Ce film, c'est l'histoire d'une institutrice désirant se venger de deux de ses élèves ayant assassiné sa petite fille. Une quête de vengeance, un sujet qui a le don de me fasciner et de m'accrocher. Sur cette voie, le récent I Saw The Devil de Kim Jee-woon était et reste à ce jour ce que je considère comme l'oeuvre la plus aboutie et la plus mémorable, et ce sans me limiter au seul cinéma asiatique. Et bien dans une affirmation délirante, j'ai émi tout à l'heure l'idée que Confessions, c'était un peu I Saw the Devil mais en remplaçant le violeur brutal et d'apparence increvable par un gosse de 13 ans et le flic par son institutrice, le tout troquant une violence brute et exhibée dans l'explosif et le jouissif pour un déroulement dans la douceur la lenteur et le contemplatif d'une esthétique générale d'une grande beauté.


Confessions c'est une mer d'huile au clapotis des vagues légèrement douceâtre et apaisant sur une surface de produits toxiques extrêmement dangereux. Confessions c'est une caresse de tigre, ça a le velouté de ses coussinets, et ça cache des griffes comme des rasoirs. Confessions, c'est l'image du requin sous vos pieds, un animal placide, lent et gracile, indifférent aux cris et à la terreur, un animal qui rôde et tourne lentement autour de vous, personnification terrifiante de la Faucheuse, pouvant couver son attaque indéfiniment, ne jamais passer à l'acte ou vous cisailler en deux d'un coup de dent, tout en restant un être modèle de grâce et de délicatesse, une beauté visuelle superbe d'une mortelle présence.
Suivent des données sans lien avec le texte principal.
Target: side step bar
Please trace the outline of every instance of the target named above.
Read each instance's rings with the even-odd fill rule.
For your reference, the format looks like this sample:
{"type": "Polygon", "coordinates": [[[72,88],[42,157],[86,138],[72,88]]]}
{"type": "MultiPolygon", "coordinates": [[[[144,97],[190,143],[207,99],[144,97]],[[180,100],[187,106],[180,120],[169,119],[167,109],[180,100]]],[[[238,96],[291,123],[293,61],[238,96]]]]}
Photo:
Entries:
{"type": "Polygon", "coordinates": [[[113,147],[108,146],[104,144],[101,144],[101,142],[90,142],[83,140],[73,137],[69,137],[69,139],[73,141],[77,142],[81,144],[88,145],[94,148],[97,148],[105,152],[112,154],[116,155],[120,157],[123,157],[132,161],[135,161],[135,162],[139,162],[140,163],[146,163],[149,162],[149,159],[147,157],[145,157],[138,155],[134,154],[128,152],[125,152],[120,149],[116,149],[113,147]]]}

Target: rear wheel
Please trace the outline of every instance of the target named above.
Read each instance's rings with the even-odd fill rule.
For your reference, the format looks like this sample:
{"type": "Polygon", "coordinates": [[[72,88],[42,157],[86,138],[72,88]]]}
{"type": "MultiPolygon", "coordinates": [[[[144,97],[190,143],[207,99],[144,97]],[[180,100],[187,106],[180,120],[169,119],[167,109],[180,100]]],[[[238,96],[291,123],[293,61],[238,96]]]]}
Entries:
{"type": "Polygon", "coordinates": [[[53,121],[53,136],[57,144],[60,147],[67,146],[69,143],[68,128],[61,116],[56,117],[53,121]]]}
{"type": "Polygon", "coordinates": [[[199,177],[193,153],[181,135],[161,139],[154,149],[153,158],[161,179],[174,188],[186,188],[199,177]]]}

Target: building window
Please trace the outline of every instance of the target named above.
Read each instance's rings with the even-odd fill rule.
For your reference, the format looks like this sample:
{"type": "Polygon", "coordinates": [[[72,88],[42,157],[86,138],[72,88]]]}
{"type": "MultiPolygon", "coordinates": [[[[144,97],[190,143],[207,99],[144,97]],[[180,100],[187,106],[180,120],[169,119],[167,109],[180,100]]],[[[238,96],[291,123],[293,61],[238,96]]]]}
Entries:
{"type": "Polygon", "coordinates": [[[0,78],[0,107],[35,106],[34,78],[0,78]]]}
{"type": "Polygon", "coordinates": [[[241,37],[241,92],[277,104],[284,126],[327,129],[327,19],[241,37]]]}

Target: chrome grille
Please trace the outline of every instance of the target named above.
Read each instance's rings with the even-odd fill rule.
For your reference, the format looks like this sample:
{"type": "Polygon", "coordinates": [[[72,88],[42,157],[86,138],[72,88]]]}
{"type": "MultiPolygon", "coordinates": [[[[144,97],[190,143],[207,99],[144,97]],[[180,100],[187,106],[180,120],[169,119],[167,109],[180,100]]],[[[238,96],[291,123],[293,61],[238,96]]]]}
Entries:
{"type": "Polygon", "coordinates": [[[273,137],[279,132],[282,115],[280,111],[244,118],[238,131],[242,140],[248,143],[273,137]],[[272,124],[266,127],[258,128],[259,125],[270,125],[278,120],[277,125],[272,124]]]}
Il est très difficile d'évoquer ce film pour lequel je me refuse même à aller au delà de l'explication du face à face, une institutrice désirant se venger de deux enfants ayant assassiné sa fille. Je m'y refuse parce que j'ai regardé ce film en ne sachant absolument pas à quoi m'attendre et que depuis près de 24h, je reste hum.. j'allais écrire dérouté, chamboulé.. mais je crois qu'admiratif est plus exact. Tout simplement parce que le film est réalisé magnifiquement, qu'il dérange complètement, certes, mais pas tant par ses sujets qui en soi sont extrèmement dérangeants oui, mais par la façon de les exposer qui font qu'on a presque ce sentiment de "voyage" comme on pourrait l'avoir lors d'un compte des milles et une nuit.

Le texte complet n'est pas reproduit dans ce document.